NRN and Sikka 
NRN and Sikka  
Business

Infy May Need To Deliver “vishal sikka”, Big Money, To Get NRN Off Its Back

ByR Jagannathan

Infy board needs to assess what is really getting to Murthy’, for he is not going to quietly walk into the sunset

King Henry II managed to end his troubles with Archbishop Thomas Beckett by asking loudly, “Will no one rid me of this troublesome priest?” Four knights saw the question as a request to murder Becket, and it got done. Vishal Sikka and the Infosys board do not have the same luxury of wishing away the presence of troublesome founder and former Chairman NR Narayana Murthy. The tensions between the Infosys board, CEO Sikka and Murthy do not look amenable for easy solutions.

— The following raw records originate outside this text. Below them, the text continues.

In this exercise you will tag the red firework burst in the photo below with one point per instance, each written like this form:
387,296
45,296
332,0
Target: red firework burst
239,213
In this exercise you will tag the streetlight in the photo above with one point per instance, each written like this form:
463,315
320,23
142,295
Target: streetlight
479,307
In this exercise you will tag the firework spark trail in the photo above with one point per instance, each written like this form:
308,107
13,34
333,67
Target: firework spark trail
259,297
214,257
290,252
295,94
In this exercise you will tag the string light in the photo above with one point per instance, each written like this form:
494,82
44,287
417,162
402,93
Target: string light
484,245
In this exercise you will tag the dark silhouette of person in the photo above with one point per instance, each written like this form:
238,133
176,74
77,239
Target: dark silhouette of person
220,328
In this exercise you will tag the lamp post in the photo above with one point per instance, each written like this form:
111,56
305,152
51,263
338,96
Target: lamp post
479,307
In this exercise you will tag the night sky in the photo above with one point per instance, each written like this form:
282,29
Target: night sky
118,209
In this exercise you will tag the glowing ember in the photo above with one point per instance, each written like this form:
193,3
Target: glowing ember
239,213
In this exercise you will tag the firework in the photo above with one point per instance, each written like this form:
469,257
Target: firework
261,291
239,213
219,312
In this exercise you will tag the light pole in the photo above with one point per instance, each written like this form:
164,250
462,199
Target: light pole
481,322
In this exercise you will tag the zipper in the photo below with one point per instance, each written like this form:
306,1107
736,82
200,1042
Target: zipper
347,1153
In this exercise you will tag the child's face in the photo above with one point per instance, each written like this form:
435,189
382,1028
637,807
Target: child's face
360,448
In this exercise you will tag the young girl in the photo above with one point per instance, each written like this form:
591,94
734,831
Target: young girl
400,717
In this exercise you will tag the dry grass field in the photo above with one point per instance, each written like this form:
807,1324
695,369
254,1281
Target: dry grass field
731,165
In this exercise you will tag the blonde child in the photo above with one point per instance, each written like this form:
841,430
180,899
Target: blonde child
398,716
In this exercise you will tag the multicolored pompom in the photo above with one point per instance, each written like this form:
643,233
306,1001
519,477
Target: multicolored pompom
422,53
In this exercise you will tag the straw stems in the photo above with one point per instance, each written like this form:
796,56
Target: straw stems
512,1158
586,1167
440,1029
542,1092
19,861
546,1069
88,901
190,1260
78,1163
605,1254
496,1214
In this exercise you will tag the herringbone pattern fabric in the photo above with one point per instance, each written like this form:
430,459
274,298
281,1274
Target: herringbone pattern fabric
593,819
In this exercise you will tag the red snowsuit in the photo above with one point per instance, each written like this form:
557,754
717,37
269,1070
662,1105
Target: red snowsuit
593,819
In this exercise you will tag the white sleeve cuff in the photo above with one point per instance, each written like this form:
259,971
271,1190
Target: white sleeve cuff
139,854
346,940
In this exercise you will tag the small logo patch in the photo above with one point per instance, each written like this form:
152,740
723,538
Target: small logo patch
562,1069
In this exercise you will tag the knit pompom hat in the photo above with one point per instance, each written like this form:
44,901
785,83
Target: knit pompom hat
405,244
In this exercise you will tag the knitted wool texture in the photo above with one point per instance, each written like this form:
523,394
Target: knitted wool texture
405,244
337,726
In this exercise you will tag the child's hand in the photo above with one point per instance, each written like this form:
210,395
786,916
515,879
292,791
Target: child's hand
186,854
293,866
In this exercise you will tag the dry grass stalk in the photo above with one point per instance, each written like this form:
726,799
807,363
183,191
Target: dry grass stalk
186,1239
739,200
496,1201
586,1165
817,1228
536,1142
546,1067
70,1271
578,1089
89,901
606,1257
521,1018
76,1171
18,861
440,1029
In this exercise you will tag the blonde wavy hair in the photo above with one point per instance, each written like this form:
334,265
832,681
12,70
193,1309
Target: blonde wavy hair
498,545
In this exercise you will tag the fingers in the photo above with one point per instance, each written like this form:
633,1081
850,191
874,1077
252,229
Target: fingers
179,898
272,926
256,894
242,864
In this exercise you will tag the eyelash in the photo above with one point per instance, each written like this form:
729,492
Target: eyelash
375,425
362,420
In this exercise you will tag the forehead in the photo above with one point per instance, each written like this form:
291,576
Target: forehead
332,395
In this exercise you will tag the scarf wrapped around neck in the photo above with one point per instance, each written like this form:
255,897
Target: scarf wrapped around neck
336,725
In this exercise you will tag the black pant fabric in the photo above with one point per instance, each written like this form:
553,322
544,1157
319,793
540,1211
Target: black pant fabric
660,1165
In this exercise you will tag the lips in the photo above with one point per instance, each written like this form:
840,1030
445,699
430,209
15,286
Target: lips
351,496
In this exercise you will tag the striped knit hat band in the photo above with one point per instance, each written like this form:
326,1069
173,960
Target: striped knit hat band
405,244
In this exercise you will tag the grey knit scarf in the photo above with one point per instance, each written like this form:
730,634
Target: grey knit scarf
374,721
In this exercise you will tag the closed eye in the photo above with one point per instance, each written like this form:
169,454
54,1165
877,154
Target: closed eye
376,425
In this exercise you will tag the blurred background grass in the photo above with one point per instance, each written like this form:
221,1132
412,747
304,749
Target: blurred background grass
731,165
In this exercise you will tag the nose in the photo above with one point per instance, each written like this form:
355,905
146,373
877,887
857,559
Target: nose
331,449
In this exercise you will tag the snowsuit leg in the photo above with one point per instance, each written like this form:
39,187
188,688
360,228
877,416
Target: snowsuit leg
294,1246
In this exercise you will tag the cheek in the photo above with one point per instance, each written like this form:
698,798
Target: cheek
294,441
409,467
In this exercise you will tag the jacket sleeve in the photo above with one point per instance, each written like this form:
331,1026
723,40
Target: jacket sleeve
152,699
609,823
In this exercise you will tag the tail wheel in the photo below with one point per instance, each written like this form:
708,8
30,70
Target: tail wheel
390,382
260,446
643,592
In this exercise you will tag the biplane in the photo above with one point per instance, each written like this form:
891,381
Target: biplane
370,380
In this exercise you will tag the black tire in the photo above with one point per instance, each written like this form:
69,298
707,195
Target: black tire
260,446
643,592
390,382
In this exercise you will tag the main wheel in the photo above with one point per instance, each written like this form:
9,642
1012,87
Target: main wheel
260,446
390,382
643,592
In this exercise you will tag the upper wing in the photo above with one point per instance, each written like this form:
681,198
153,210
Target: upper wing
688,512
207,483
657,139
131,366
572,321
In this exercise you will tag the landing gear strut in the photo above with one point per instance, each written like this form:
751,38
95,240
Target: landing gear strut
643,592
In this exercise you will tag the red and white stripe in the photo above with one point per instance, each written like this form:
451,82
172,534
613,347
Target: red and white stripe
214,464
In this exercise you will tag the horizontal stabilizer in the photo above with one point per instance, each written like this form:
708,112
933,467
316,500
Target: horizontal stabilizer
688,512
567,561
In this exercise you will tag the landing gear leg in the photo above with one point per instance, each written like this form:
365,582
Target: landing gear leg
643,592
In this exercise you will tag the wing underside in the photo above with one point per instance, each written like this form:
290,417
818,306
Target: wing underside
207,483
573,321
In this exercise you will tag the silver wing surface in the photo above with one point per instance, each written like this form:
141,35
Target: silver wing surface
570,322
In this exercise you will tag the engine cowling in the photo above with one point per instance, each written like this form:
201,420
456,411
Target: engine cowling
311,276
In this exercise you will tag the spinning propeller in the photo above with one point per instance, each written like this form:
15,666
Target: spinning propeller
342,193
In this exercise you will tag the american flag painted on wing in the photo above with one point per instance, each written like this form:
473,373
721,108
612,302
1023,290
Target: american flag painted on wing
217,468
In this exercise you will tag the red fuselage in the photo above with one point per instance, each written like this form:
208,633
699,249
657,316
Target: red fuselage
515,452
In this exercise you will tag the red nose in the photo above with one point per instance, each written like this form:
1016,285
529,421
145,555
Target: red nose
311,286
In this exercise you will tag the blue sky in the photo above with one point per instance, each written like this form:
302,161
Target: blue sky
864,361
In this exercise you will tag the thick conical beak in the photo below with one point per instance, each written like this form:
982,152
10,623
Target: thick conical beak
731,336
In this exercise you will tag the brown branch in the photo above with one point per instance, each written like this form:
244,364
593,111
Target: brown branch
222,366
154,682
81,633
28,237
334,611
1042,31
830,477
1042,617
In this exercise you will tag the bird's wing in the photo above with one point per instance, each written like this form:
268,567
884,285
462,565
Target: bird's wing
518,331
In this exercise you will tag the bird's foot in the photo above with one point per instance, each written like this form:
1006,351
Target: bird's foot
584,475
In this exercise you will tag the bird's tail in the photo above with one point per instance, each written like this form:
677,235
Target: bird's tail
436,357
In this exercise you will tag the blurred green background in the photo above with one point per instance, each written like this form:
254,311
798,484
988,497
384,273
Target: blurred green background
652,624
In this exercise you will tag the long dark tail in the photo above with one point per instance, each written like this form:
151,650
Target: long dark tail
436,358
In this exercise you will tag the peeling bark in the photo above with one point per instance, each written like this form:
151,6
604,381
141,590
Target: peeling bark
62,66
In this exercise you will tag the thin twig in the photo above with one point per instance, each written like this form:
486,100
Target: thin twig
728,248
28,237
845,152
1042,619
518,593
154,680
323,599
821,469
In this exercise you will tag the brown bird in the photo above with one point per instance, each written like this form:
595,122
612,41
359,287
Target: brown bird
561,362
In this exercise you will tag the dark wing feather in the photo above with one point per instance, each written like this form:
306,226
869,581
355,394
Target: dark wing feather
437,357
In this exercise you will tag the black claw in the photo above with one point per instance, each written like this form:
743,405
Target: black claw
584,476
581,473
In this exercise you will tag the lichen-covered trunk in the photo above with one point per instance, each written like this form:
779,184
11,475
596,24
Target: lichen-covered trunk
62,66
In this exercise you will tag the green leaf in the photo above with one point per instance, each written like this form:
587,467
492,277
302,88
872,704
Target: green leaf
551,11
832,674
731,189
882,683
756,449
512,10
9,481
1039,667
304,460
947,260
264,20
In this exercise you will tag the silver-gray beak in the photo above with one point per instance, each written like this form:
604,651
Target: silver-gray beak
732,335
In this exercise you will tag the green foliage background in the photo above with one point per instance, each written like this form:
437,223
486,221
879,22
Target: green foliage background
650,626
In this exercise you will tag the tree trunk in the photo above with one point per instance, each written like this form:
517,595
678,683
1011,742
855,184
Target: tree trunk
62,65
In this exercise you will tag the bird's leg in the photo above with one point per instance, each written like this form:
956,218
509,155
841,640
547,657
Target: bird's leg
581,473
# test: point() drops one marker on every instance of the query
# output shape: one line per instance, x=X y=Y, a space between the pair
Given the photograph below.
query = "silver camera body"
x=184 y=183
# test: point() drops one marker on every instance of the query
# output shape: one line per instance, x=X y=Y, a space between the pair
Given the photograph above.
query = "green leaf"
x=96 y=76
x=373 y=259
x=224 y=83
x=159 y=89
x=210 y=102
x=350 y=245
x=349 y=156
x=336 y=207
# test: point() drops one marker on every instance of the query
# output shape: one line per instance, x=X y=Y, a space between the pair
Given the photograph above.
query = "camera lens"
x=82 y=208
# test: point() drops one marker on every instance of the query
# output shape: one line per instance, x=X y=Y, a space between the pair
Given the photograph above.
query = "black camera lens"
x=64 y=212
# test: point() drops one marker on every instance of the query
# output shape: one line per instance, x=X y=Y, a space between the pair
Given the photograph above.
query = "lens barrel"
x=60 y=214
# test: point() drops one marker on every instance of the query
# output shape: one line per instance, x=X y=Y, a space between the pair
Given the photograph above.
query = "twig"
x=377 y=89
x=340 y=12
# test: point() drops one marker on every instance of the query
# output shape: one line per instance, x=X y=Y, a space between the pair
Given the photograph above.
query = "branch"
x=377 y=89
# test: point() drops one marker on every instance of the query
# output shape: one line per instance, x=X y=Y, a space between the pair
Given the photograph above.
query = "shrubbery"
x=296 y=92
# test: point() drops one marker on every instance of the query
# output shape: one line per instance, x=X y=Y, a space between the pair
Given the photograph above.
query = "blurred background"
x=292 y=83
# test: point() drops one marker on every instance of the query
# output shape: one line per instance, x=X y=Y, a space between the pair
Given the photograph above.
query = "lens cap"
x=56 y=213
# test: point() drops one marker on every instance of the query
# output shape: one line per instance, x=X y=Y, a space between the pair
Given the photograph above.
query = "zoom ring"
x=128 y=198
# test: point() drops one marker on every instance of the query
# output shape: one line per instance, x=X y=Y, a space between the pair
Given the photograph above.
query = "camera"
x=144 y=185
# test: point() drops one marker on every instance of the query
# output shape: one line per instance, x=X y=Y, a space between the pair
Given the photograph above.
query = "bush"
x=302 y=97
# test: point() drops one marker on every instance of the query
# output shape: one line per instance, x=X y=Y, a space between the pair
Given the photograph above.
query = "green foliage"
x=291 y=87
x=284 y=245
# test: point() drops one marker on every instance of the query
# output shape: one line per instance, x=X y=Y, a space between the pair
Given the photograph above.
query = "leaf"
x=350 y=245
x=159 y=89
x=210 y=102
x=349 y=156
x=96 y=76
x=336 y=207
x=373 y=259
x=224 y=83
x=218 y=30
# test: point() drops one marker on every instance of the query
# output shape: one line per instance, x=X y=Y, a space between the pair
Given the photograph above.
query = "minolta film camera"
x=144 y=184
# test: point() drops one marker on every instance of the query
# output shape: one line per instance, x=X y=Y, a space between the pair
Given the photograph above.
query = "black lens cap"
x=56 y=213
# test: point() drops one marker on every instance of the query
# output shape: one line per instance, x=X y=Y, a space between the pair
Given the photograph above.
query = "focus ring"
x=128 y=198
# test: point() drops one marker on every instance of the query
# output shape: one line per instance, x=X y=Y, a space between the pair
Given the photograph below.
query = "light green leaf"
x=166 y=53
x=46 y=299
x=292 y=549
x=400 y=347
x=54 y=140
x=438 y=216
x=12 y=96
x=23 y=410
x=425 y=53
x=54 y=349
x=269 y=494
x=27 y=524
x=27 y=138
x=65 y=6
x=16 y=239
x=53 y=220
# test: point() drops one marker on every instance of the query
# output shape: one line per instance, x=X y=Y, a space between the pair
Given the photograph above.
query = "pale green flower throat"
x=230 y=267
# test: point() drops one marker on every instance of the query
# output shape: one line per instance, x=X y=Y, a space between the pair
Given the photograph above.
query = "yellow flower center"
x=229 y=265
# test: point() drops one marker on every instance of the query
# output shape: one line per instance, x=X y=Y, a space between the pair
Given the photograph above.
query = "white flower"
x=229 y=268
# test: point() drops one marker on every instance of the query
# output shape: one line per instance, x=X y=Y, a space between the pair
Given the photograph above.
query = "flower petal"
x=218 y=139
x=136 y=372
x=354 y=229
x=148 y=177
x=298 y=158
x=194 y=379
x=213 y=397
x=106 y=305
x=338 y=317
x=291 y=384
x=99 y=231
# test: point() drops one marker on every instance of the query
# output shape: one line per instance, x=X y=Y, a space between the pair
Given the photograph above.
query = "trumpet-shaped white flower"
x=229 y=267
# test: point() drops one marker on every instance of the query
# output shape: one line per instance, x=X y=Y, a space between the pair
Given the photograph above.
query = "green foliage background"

If yesterday’s (3 April’s) newspapers were full of Murthy’s lament about loss of corporate governance at Infosys and the need for “compassionate capitalism”, today’s dailies had experts pontificating about the need for less greed in boards, and a rebuttal by the Infosys board that the salary hike proposed for COO UB Pravin Rao was hardly over the top. According to the board’s calculations, the effective pay hike was only 1.4 per cent, and not the 60-70 per cent alleged by Murthy.

The actual pay hike will obviously depend on Rao’s performance, since a lot of it is variable, but it is clear that Murthy may continue to remain a thorn in the board’s side unless it can find a way to get him to back off.

After the last quarrel with the board over the high severance package given to CFO Rajiv Bansal in 2015, Murthy is believed to have promised to voice his views in private and not go public, embarrassing the board. But he has still chosen to do so this time.

What the board must now do is to assess what is really getting Murthy’s goat, for he is not going to quietly walk into the sunset.

From the outside, there are two possible explanations for Murthy’s repeated attempts to damage the reputation of the company he founded by charging it with failures on a corporate governance front, when this is far from certain.

One could be the traditional unwillingness of older people to let go. Just as parents find it tough to let their adult children make their own decisions, including mistakes, Murthy seems unreconciled to allowing Infosys to take the road it feels is right for it at this stage. If he isn’t able to let go of the company he founded, the board should find a way to ease his way out.

It is equally possible that Murthy wants to exit the company, so that his wealth in not locked up in a company he does not quite trust anymore. But the problem may be that the current share prices are not lucrative enough to sell.

The logical way out is for the board to have a quiet conversation with Murthy and find out what he wants, and possibly offer a buyback of shares so that promoter-shareholders can find a partial exit through this route.

Maybe all the angst is about how to make an exit at a better price without making that a public issue which could damage Murthy’s well-crafted reputation for not being money-minded.

It is worth recalling what Murthy said, possibly in jest, when he announced that Vishal Sikka would take over as CEO of Infosys in 2014. Murthy said he had asked Vishal what the word Sikka meant, and the latter said it meant money. Murthy added: “Vishal Sikka means big money and I think we need that in Infosys now.”

Maybe, just maybe, Murthy would be happy to receive “vishal sikka” in the form of a large buyback offer from the company.